Monday, December 20, 2004

It Works in Practice, But Will it Work in Theory???

How well do the different schools of international relations (IR) theory do in telling us how the world works? Columbia University's Jack L. Snyder has an interesting article in the November/December 2004 issue of Foreign Policy that attacks this issue. The jist of his piece is that no matter what brand of IR theory one prefers, there are strengths and weaknesses inherent in them all that must be taken into account. This is an important discussion because theory, no matter how much it is dumped upon, always informs policy, even when the practitioner does not explicitly invoke theory. Theory is also important because as Samuel Huntington makes clear in The Soldier and the State (p. vii):

Understanding requires theory; theory requires abstraction; and abstraction requires the simplification and ordering of reality.
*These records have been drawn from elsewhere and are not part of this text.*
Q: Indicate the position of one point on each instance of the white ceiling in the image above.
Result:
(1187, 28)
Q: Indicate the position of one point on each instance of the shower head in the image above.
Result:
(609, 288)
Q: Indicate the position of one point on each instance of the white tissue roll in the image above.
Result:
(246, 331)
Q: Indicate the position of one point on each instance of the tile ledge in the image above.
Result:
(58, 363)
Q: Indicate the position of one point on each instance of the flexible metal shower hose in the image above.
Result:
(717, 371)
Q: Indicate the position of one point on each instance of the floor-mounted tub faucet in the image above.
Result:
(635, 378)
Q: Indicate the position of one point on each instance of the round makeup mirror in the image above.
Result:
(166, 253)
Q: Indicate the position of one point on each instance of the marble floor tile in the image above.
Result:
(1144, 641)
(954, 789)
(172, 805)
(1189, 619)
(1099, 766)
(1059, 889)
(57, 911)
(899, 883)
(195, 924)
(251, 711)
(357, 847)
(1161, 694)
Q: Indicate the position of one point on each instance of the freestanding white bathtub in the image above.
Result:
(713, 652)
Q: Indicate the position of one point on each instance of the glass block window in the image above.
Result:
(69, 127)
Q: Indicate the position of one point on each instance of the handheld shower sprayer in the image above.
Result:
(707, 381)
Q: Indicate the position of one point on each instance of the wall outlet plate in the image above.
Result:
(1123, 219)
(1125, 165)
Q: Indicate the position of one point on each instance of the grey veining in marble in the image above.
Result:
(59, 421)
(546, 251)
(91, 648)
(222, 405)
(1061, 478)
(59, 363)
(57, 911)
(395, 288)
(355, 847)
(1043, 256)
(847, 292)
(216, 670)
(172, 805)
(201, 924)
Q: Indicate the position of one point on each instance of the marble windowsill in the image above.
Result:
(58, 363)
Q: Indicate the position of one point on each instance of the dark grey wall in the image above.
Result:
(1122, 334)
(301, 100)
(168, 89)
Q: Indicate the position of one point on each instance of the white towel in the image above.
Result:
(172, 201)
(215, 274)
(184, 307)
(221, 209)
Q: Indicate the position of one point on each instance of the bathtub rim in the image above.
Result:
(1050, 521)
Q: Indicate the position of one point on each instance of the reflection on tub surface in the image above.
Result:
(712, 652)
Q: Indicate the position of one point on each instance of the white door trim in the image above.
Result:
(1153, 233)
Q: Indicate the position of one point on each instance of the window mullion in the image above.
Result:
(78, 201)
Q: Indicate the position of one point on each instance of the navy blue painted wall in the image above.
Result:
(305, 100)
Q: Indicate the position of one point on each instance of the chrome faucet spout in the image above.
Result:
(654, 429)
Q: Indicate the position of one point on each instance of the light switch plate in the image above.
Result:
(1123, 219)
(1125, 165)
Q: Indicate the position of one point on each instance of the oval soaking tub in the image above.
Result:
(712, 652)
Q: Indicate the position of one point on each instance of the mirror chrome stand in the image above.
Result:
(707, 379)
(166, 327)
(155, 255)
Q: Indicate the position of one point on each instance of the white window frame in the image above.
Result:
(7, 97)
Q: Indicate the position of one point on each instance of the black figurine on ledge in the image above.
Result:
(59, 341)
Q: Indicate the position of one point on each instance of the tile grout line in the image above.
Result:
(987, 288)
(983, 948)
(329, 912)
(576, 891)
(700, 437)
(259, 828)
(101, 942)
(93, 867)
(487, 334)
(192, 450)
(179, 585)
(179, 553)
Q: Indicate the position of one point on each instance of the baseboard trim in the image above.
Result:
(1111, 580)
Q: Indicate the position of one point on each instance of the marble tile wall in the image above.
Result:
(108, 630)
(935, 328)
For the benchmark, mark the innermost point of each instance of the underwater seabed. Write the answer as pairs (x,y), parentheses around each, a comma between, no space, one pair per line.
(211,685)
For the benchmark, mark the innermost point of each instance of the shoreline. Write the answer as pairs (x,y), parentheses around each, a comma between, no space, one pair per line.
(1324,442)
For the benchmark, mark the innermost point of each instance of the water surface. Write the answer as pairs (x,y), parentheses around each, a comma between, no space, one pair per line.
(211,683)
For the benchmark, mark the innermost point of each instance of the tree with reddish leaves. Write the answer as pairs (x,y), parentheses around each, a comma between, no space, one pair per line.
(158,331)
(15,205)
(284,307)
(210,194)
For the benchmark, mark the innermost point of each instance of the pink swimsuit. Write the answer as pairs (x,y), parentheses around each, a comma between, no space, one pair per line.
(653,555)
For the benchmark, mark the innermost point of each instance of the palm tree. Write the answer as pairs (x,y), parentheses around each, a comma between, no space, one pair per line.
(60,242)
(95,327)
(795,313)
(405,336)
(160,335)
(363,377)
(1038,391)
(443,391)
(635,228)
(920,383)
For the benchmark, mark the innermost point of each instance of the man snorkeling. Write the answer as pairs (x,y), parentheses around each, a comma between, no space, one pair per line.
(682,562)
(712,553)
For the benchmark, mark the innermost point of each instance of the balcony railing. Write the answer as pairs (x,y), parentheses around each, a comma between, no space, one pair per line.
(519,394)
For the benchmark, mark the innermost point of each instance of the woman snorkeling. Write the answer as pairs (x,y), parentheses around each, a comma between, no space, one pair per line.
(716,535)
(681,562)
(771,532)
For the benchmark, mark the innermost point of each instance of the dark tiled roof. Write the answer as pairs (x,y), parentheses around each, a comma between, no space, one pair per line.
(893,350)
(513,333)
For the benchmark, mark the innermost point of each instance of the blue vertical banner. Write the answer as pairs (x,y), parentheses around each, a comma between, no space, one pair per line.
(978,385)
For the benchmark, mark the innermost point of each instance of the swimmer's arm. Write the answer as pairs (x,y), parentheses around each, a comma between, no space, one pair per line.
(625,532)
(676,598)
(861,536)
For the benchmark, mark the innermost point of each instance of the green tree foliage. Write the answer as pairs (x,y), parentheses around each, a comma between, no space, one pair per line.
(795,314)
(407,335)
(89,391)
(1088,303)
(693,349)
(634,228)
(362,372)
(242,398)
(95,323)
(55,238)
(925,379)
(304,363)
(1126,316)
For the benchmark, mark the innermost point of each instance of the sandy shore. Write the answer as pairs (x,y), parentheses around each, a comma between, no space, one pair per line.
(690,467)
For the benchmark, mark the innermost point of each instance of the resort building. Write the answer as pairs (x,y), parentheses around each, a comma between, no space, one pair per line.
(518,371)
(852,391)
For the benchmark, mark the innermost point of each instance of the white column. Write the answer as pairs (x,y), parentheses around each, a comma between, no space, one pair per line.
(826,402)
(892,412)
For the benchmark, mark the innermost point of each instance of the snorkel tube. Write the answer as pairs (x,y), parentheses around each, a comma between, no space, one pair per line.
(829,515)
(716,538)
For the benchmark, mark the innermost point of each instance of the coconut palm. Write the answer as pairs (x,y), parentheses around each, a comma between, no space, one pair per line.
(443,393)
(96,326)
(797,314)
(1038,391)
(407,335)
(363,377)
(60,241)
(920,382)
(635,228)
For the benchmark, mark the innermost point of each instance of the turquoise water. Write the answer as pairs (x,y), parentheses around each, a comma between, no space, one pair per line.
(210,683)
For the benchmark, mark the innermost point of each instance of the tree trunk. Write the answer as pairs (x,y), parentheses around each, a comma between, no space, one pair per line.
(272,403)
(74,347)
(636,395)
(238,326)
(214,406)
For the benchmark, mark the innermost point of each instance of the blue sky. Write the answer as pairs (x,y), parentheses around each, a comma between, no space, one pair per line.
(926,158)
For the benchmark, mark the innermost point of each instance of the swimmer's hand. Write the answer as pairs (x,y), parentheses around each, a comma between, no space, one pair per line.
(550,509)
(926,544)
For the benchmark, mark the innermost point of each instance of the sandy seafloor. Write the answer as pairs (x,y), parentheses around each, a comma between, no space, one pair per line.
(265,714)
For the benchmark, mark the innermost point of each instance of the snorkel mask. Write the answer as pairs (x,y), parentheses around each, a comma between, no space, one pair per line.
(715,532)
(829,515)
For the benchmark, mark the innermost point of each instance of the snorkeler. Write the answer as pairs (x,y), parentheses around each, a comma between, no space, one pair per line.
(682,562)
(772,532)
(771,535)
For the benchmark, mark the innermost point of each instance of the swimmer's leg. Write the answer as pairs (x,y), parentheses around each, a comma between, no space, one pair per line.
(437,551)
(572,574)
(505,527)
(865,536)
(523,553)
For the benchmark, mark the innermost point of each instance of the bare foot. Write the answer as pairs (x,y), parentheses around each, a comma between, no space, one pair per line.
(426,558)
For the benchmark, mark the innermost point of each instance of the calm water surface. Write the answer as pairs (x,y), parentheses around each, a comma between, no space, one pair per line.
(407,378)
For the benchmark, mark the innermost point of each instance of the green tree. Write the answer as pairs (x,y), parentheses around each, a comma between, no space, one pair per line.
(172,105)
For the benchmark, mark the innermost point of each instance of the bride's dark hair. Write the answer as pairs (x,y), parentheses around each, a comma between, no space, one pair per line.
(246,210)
No theory can explain all the facts…. Obviously, the real world is one of blends, irrationalities, and incongruities; actual personalities, institutions, and beliefs do not fit into neat logical categories. Yet neat logical categories are necessary if man is to think profitably about the real world in which he lives and to derive from it lessons for broader application and use. He is forced to generalize about phenomena which never quite operate according to the laws of human reason.

James Kurth also had an interesting take on the state of international relations theory in the fall 1998 issue of The National Interest.